Le son de leurs voix nous devenait de plus en plus insupportable. Des cris qui peuvent se confondre à des caquètements stridents de chattes en chaleur ou à des macaques se ruant sur une pile de bananes abruptement lancées au milieu de la cage. Ces putains de gosses pourris gâtés, individuellement, se confondent dans une espèce de masse uniforme, tous indissociables. Ils sont beaucoup trop heureux à notre goût. Cette joie imbuvable se manifeste par la vibration de l’air que leurs cordes vocales font odieusement résonner, comme une douce cantate composée d’assonances. Chacune de ces interférences viennent alors violemment frapper nos tympans qui menacent de se déchirer à tout moment.

Notre regard écœuré les balaye les uns après les autres. Nous remarquons alors une fille assise seule dans le coin de leur table. Elle semble attendre quelqu’un. Ou quelque chose. Ou quelque chose de plus peut-être. Elle ne semble pas être amusée par la discussion menée par un crétin chétif tant elle est distraite par son ennui. Avec un regard sombre et vide, elle louche sur son verre de vin à moitié plein. Ou plutôt à moitié vide dans son cas. Sa dense chevelure assombrie par la luminosité terne effleure ses délicates épaules comme une soyeuse étoffe abimée par sa lassitude. Ses mains jointes sont installées sur ses cuisses. Elle a les jambes croisées, comme pour dévoiler une certaine pudeur qu’elle habille derrière une fierté certaine. Ses mollets nus chevauchent le passage. Ses jambes sont longues et le couloir trop étroit. Sa veste kaki au col brun traduisait sa volonté de s’extirper du groupe en se fondant dans le décor, comme pour être assimilée par le mur cuivré.

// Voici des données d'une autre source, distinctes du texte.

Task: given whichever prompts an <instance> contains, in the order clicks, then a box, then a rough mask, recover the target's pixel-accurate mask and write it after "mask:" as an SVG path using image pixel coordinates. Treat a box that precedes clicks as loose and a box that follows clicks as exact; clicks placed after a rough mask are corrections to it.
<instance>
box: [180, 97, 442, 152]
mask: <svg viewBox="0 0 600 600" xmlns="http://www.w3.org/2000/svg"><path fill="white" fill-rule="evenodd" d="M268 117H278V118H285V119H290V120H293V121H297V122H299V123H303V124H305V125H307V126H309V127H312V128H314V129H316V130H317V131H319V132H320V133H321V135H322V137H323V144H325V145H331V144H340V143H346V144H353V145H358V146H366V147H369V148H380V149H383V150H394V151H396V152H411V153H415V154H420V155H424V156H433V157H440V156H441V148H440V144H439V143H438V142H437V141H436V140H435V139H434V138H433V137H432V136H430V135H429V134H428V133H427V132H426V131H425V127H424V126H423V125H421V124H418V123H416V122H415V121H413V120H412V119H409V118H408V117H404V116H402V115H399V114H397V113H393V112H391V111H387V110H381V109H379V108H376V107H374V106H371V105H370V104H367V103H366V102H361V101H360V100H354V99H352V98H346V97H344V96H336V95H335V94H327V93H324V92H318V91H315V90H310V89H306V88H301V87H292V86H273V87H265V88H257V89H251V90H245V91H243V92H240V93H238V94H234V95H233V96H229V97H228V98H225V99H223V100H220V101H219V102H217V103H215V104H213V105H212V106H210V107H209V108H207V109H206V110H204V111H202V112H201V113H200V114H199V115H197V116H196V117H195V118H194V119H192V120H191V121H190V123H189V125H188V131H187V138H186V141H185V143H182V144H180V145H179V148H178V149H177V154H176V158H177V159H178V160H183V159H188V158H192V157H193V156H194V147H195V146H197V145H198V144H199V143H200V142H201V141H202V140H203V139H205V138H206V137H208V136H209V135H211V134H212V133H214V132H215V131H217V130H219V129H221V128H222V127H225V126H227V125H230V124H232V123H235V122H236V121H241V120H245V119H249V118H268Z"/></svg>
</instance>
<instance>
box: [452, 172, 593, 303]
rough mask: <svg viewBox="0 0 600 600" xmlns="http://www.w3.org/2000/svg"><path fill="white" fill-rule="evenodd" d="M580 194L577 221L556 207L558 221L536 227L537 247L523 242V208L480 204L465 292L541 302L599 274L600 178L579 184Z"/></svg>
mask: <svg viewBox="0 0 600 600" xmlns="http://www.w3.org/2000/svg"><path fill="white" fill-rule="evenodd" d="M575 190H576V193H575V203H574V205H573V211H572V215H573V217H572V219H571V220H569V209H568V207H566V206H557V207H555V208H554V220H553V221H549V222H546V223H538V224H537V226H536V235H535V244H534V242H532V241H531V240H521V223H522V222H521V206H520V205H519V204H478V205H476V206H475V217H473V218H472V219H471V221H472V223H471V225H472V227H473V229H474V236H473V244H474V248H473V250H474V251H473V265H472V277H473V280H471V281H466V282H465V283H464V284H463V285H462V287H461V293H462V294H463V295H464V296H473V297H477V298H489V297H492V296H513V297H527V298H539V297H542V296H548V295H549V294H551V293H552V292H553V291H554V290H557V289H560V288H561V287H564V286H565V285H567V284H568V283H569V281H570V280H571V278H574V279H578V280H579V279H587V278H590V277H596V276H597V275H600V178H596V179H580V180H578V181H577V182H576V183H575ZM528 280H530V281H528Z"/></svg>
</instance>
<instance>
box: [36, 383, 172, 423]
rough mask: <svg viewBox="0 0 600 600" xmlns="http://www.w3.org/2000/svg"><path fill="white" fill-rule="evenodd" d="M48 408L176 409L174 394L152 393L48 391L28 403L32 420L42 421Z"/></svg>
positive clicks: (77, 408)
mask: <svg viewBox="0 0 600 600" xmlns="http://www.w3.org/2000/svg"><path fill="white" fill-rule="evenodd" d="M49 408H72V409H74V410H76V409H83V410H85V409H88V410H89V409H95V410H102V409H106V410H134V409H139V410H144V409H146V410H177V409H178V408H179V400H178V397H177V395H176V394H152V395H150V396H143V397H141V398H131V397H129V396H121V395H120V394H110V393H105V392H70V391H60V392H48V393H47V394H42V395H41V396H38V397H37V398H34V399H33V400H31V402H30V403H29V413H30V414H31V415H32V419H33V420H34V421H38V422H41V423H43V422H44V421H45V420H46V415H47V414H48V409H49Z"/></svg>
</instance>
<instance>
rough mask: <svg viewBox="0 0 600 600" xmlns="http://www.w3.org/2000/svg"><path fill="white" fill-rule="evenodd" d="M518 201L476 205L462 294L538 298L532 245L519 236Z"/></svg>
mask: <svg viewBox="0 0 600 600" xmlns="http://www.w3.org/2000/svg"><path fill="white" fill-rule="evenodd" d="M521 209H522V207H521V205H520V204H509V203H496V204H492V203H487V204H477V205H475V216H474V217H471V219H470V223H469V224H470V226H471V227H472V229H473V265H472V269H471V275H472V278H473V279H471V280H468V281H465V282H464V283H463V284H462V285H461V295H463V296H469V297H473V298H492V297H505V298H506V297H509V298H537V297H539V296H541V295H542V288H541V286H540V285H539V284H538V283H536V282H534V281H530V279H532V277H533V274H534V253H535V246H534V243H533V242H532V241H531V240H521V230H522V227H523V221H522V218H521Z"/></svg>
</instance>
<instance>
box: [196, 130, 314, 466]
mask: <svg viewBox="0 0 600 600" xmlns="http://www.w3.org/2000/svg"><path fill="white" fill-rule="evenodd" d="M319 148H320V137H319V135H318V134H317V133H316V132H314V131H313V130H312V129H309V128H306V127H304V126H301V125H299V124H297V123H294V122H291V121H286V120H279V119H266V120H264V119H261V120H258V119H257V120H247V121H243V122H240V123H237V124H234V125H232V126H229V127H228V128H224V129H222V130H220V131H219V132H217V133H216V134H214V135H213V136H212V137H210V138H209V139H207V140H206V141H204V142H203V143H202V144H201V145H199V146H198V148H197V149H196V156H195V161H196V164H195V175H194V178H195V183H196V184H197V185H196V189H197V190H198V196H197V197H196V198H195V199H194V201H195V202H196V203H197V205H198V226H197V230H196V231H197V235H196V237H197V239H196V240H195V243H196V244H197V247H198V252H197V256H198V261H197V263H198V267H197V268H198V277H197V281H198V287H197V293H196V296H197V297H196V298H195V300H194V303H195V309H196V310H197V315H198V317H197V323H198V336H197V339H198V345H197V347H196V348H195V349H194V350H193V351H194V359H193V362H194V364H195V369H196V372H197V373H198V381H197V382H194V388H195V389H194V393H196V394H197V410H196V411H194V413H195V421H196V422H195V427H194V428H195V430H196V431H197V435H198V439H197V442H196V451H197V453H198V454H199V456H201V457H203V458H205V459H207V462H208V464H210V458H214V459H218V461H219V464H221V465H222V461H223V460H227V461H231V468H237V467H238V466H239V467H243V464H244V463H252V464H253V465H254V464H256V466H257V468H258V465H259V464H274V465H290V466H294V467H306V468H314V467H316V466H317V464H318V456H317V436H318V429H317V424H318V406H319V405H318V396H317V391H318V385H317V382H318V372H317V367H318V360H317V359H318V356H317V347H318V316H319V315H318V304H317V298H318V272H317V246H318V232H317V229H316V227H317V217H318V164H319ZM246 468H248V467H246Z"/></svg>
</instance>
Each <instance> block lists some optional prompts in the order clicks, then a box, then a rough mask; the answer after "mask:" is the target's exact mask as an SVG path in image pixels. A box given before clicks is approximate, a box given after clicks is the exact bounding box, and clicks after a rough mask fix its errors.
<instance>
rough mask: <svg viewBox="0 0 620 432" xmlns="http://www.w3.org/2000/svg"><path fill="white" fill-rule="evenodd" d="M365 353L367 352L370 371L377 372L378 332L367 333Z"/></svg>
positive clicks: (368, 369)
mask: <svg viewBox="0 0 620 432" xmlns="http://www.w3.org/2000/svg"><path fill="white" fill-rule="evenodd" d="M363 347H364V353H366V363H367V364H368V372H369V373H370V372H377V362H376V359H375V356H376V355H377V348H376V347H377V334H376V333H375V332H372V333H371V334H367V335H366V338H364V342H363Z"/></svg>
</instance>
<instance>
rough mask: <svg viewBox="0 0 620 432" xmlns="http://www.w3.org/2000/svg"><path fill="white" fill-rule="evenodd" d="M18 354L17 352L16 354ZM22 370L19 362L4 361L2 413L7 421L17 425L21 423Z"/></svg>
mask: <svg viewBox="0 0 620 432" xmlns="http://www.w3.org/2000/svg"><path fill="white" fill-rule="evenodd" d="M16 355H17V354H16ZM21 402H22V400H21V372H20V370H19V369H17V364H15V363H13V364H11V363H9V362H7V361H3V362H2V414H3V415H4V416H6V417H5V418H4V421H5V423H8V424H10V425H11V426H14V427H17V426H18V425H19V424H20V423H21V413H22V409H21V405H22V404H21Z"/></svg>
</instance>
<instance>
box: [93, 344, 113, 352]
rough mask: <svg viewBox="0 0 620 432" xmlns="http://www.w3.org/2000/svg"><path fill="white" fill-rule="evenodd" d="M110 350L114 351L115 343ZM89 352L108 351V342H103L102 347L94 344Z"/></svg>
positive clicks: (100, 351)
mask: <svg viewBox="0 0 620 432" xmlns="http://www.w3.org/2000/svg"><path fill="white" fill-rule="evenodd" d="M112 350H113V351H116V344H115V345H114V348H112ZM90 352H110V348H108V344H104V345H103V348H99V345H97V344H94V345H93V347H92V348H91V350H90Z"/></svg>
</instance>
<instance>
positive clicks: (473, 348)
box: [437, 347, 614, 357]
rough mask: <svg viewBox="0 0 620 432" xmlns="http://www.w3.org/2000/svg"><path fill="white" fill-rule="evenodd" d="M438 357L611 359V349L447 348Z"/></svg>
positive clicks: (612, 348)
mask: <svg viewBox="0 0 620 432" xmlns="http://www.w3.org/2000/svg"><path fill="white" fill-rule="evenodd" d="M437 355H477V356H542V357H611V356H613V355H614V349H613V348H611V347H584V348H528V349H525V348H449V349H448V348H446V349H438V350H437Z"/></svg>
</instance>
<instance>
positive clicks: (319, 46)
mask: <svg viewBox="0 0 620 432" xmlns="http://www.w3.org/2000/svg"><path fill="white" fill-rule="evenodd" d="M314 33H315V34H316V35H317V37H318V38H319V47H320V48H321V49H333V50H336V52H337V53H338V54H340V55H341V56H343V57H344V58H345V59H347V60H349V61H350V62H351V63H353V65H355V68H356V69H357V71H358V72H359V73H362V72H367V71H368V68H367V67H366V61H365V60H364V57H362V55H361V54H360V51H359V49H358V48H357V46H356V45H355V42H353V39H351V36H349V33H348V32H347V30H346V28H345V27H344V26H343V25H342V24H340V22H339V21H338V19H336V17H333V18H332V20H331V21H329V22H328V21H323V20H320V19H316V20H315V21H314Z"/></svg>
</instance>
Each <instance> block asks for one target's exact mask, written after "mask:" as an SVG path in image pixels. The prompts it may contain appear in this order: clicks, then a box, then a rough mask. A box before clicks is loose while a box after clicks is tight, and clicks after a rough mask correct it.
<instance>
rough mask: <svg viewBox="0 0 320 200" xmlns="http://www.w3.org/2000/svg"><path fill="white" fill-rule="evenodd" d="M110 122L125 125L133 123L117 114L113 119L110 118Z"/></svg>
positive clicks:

Notre attention la quitte alors un instant, comme pour nous permettre de revenir à nos pensées. La plus grosse erreur de notre vie a été celle de naître. Il s’agit ici de notre interprétation laïque du péché originel. Nous sommes assujettis à une responsabilité qui nous est imposée et la possibilité du choix demeure inexistante. Une profonde angoisse nous surprend alors lorsque nous réalisons qu’il s’agit d’une sentence à perpétuité que nous purgeons avec ce corps. Nous permettons alors à notre esprit d’arpenter un bref voyage rêveur dans la dure réalité. Nous pénétrons alors un abîme où la plus grande crainte du vivant est sa propre fin. La tentative de repousser ces réflexions terrifiantes se solde par un échec cuisant. De nombreuses pensées déferlent continuellement et tachent la paroi de notre conscience. Nous prêtons alors attention aux palpitations cardiaques qui font raisonner les battements jusqu’au bout de nos extrémités. Nous avons le sentiment que des milliers de vers rampent en nous, prêts à surgir par les pores moites de notre peau. L’œsophage s’assèche. La respiration devient étouffante.

Nous tentons d’échapper à cette épreuve en nous écartant de cet environnement opaque et oppressant dans lequel nous nous trouvons depuis désastreusement trop longtemps. Chaque pas demande un effort surhumain qui s’avère impossible à surmonter, pendant que notre être tremble dans son entier, pris d’une épouvante irrépressible. Un danger fabriqué règne en ces lieux et nous avons le sentiment qu’il va nous attraper par le col pendant que nous chancelons brusquement de gauche à droite, butant contre le dossier des chaises d’autrui dans le couloir trop étroit. Alors que tout s’assombrit et que le souffle s’affaiblit, nous finissons par succomber à la pesanteur décuplée qui pèse sur nos épaules et abandonnons notre corps à la boiserie du sol.

Nous ne réveillons notre conscience que lentement. Nous sentons alors une main se poser sur notre épaule. C’était une main sensible et douce. Nos corps étaient maintenant liés par ce pont qu’elle avait charpenté à l’aide de son bras. Nos regards se croisent et à cet instant précis, une alliance inébranlable se scelle.

Elle se lève, se retourne, et je ne peux m’empêcher de contempler cette veste kaki au col brun s’éloigner.